Gli si avvicinò deciso e lo fissò negli occhi.

«Il tuo nome e il tuo reparto, soldato» sibilò.

L'uomo sputò a terra un grumo di saliva e sangue, poi alzò il mento, arrogante.

«Non prendo ordini da un ragazzino.»

«Soldato!» lo riprese il sergente maggiore accennando a muoversi nella sua direzione, ma Robert lo fermò con un cenno deciso della mano.

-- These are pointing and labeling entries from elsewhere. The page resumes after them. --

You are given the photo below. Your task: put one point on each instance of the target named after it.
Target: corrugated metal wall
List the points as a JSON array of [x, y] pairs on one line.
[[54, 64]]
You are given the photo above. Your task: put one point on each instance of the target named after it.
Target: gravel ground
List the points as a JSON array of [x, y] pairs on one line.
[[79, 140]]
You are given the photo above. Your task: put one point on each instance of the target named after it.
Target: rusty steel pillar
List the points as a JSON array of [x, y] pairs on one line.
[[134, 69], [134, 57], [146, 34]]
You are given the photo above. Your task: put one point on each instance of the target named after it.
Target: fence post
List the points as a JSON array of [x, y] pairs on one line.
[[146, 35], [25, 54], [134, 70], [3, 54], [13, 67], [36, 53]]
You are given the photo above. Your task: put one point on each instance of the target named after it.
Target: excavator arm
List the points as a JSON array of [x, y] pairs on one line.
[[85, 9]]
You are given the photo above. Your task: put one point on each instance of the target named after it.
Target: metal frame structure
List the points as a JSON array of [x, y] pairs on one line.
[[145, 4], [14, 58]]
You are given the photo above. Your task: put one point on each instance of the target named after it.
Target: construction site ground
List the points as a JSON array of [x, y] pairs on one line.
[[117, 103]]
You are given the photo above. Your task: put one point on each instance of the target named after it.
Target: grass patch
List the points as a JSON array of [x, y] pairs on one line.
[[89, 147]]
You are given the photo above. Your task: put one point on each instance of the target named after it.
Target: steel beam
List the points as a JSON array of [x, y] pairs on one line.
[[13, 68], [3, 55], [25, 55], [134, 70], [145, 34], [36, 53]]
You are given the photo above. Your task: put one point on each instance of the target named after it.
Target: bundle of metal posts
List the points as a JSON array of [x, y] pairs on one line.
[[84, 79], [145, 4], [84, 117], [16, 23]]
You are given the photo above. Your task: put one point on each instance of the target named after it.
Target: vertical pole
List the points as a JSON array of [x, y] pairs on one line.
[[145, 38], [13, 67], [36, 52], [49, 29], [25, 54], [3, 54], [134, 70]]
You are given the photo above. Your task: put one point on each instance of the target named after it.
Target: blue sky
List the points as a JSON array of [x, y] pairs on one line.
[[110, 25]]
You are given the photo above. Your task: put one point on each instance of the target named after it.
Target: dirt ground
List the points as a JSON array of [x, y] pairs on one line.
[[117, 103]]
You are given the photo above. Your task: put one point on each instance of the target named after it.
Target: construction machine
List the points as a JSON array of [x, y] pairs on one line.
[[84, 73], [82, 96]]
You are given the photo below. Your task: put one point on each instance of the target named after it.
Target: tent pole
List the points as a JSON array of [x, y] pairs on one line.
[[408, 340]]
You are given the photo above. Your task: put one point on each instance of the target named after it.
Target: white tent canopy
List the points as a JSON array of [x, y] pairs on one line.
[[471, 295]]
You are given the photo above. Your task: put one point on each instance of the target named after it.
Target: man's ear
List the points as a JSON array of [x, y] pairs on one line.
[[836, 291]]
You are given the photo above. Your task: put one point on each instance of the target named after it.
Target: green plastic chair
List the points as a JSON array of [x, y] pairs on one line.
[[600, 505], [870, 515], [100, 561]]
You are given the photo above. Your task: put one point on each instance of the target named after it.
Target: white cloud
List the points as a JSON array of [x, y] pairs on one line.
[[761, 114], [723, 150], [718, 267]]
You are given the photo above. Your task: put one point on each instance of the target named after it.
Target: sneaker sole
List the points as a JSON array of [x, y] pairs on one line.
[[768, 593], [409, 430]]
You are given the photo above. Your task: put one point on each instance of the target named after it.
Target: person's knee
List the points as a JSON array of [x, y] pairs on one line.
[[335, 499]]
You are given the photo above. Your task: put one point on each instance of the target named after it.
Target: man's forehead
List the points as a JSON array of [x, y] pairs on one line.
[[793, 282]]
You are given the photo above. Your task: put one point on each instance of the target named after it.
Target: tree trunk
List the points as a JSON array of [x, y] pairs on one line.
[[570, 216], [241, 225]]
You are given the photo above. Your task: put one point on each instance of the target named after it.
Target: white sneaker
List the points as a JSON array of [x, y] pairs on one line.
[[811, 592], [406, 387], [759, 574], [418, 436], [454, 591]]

«Sei al cospetto di un ufficiale» disse secco.

L'uomo sghignazzò.

«Mi perdoni, signore, mi sembrava così giovane che ho pensato che le mostrine fossero un regalo della mamma per giocare. Che ne dite, voi?» concluse rivolgendosi ai presenti, ma nessuno rise.

Gli occhi verdi del giovane divennero torbidi per la rabbia, ma nient'altro tradì il suo stato d'animo, tanto che il manrovescio con cui colpì il soldato sulla bocca arrivò inaspettato.

«Questa insubordinazione ti costerà parecchio. E, se non lo sapessi, per la sedizione c'è la forca.»

L'uomo accusò il colpo senza reagire, mantenendo un'espressione di sprezzante sarcasmo.

«Chi sa dirmi il nome di quest'uomo?» chiese rivolto agli altri.

«Soldato semplice Martin Gore, Terzo Fanteria del Kansas, compagnia B» rispose il giovane coinvolto nella rissa, gli occhi dilatati per la paura. La parola "forca" l'aveva colpito come un pugno allo stomaco.

«Bene. Sergente maggiore, accompagni il signor Gore dal suo capitano e cominci a fare rapporto. Io scambierò due parole con il signor Ferguson.»

Il sottufficiale annuì, ordinò a un soldato di raccogliere la giacca dell'uomo da terra e lo trascinò via senza altre proteste.

«La festa è finita, tornate ai vostri compiti!» intimò il giovane ai restanti che presero a sfilare via guardinghi prima che l'ufficiale cambiasse idea e decidesse che ci sarebbero state conseguenze anche per loro.

«Soldato, ricomponiti.» 

Mark si affrettò a raccattare la sua giacca e infilarsela sotto lo sguardo serio dell'ufficiale. 

«Perché vi stavate battendo?» chiese Robert mentre l'altro si dava pena di abbottonarla per bene.

«Una questione d'onore, signore.»

«Fare e botte è vietato, non te l'hanno detto?»

«Lo so, signore, ma non ho potuto tirarmi indietro. Quell'uomo mi ha dato del ladro.»

«Non è un buon motivo per infrangere il regolamento» lo zittì.

Il giovane fissò il suolo contrito e Robert non poté fare a meno di pensare che stava per ingaggiare una rissa per un motivo simile. Chi era lui per giudicare? Riscuotendosi, continuò:

«E cosa gli avresti rubato?»

Mark riportò lo sguardo sull'ufficiale, indeciso se parlare o meno, ma vedendo la determinazione che brillava dietro quegli occhi verdi capitolò.

«Non ho rubato nulla... Mi ha venduto del tabacco a prezzo stracciato e io l'ho pagato, poi ha cambiato idea e mi ha chiesto altro denaro. Quando mi sono rifiutato ha preso a insultarmi e accusarmi davanti a tutti di essere un ladro.»

«E come mai venderebbe del tabacco sotto costo?» indagò Robert.

«Non lo so... Vende di tutto. Basta chiedere e lui ci procura qualunque cosa: zucchero, caffè, biancheria...»

«Perché non andate all'emporio?»

«Perché da lui costa molto meno, signore. Ma dopo questa esperienza non credo che farò ancora affari con lui. Mi denuncerà, adesso?»

«Andiamo dal tuo capitano, non posso evitare di fare rapporto su quanto è successo» sospirò.

Gli dispiaceva per quel tipo, ma non spettava a lui decidere. E poi la questione lo incuriosiva: dove si procurava la merce quell'arrogante che aveva osato disobbedire a un ordine diretto di un ufficiale e prendersi gioco del suo grado? Come faceva a rivenderla a prezzi competitivi? La faccenda puzzava. E l'avrebbe distratto dai suoi pensieri angosciosi.